Chaque jour on apprend qu’un autre état annule son soutien, un
soutien qui était devenu, ces cinq dernières années, l’oxygène
de tout un peuple. Le dernier en date est le Japon. Les banques
israéliennes ne transfèrent pas d’argent vers les banques
palestiniennes, la Banque Arabe n’est pas disposée à prêter
de l’argent au gouvernement. Même si l’Iran et le Qatar offre
leur contribution à l’Autorité Palestinienne, comment
l’argent lui parviendra-t-il ? Il devrait transiter par la
Banque Centrale israélienne et celle-ci refusera évidemment.
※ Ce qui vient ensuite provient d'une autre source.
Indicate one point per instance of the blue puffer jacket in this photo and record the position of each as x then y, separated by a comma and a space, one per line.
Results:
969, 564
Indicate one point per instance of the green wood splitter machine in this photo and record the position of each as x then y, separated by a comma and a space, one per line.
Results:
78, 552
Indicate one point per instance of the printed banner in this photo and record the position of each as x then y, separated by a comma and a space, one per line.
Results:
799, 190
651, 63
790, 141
Et
puis il y a des gens, comme Zyad qui ne soutient pas le Hamas, qui
sont convaincus que les pressions ne feront que renforcer
l’appui de la population à son gouvernement.
Mais
tous redoutent qu’en plus du coup porté à la sécurité et du
coup économique, un troisième coup ne leur tombe dessus :
quand la tension entre le Hamas et le Fatah atteindra un certain
point et qu’alors ce sera l’explosion. Il y a une dizaine de
jours, des gens du Fatah ont barré le chemin du premier ministre,
Ismail Haniyeh. Il n’en a pas fait une histoire. Mardi passé,
il se racontait à Gaza que des membres de « Az a-Din
al-Qassam » avaient ouvert le feu sur celui qu’ils
tiennent pour responsable d’avoir barré le chemin à « leur »
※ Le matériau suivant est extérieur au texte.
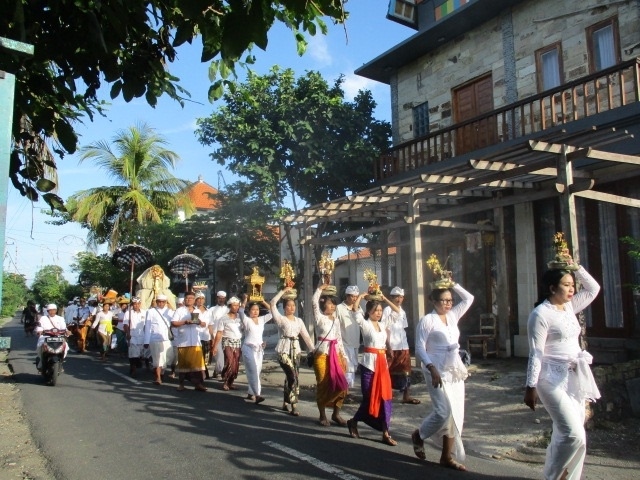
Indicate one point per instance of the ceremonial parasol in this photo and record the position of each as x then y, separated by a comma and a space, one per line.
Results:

premier ministre : l’officier de la sécurité préventive
à Jabaliyeh. Plus les gens du Fatah et leurs hommes armés se
plaignent de l’échec du tout nouveau gouvernement, plus les
membres armés du Hamas se sentent obligés de défendre
l’honneur de celui-ci.
Les
doubles messages circulent, semant la confusion : le Fatah
officiel est opposé à l’escalade militaire, Abou Mazen
condamne en termes vigoureux l’attentat de Tel Aviv. Mais les
« Martyrs d’al-Aqsa » qu’Abou Mazen et ses
services de sécurité n’ont pas réussi et ne réussissent pas
à freiner, ont stigmatisé sa condamnation. Le Hamas continue
d’adhérer officiellement au principe que c’est le droit du
peuple palestinien de « se
défendre ». Lors d’une vidéoconférence avec les
fonctionnaires du Ministère palestinien des Affaires étrangères,
le Ministre des Affaires étrangères, Mahmoud A-Zahar, a dit que
le programme du gouvernement restait attaché au droit à la résistance
armée. Un des fonctionnaires de Ramallah lui a demandé si cela
voulait dire qu’il devait maintenant partir avec une ceinture
d’explosifs. D’un autre côté, le Ministre de l’Intérieur,
Saïd a-Seyam, a réuni secrètement les moukhtars des grandes
familles respectées de Gaza. Des sources, tant au Fatah qu’au
Hamas, rapportent qu’il leur aurait proposé de signer une pétition
appelant à l’arrêt des tirs de roquettes. « Signez
vous-même », lui auraient dit les moukhtars, « c’est
vous le Ministre ». Mais au Hamas, on craint de rendre
publique une position qui se démarque de la lutte armée, de peur
qu’au Fatah, on n’en tire profit pour la propagande contre le
Hamas.
De
toute façon, au Hamas, on s’occupe aussi de parer aux fausses
rumeurs qui se répandent dans les rues : par exemple, que
les salaires ont été payés mais seulement à ceux qui sont
identifiés avec le Hamas ; ou que le chef du gouvernement,
Ismail Haniyeh, a participé à un plantureux festin tout de suite
après le discours sur « l’huile
et l’hysope » qu’il a donné il y a une semaine, et
dans lequel il avait dit que le peuple palestinien pouvait
survivre grâce à ces deux produits, l’huile et l’hysope, et
ne pas se soumettre.
Zyad
est d’accord avec Ismail Haniyeh : « Je
suis né dans une tente de réfugiés, j’ai étudié à la lumière
d’une lampe à huile, nous mangions de l’huile et de
l’hysope, nous recevions des vêtements de l’UNRWA. Mes
enfants aussi peuvent vivre comme ça ». « Quelle
huile ? », dit Sami avec un rire chargé
d’amertume, « et
quelle hysope ? Vingt shekels le litre d’huile, sept
shekels pour un demi kilo d’hysope. Les gens ont cessé de
parler d’huile et d’hysope, ils mangent du ‘duka’ (un
substitut à l’hysope, à base d’épice de sumac) ».